On Di, 2013-06-18 at 11:16 +0200, Matthias Klumpp wrote:
> 2013/6/18 Steve Langasek <email@example.com>:
> > On Mon, Jun 17, 2013 at 05:13:33PM -0400, Scott Kitterman wrote:
> >> I think Jonathon's post earlier today captures the core issue:
> >> On Monday, June 17, 2013 09:05:08 PM Jonathan Riddell wrote:
> >> [...]
> >> As long as Canonical declines to work with the rest of the free software
> >> community,
> > Well, I think that's an altogether inaccurate and unfair characterization.
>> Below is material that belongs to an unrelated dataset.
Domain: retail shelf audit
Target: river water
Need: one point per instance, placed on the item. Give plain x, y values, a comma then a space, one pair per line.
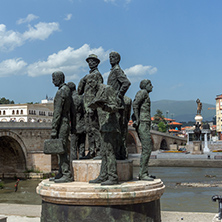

> > Canonical has always been open to working with "the rest of the free
> > software community"; what Canonical has not been willing to do is blindly
> > follow where certain self-appointed "upstreams" would lead, when that
> > conflicts with the business's goals.
> Well, working with the upstreams (who usually know their code best),
> making compromises, trying to convince upstreams that the way you
> think something should be designed is best and finally, if there is a
> consensus, implement that code and make it available to everyone is
> basically the essence of "working with "the rest of the free software
> community"". It has never been easy, and if upstreams reject certain
> features, people are free to fork. But the dicussion needs to happen
> first and stuff needs to be implemented closely to upstream, so
> everyone knows about it and it can be accepted easily.
> Especially the communication step was missing in the Wayland story.
so the right reaction is to now reject the communication from the
upstream/flavour side as a punishment for this ?!?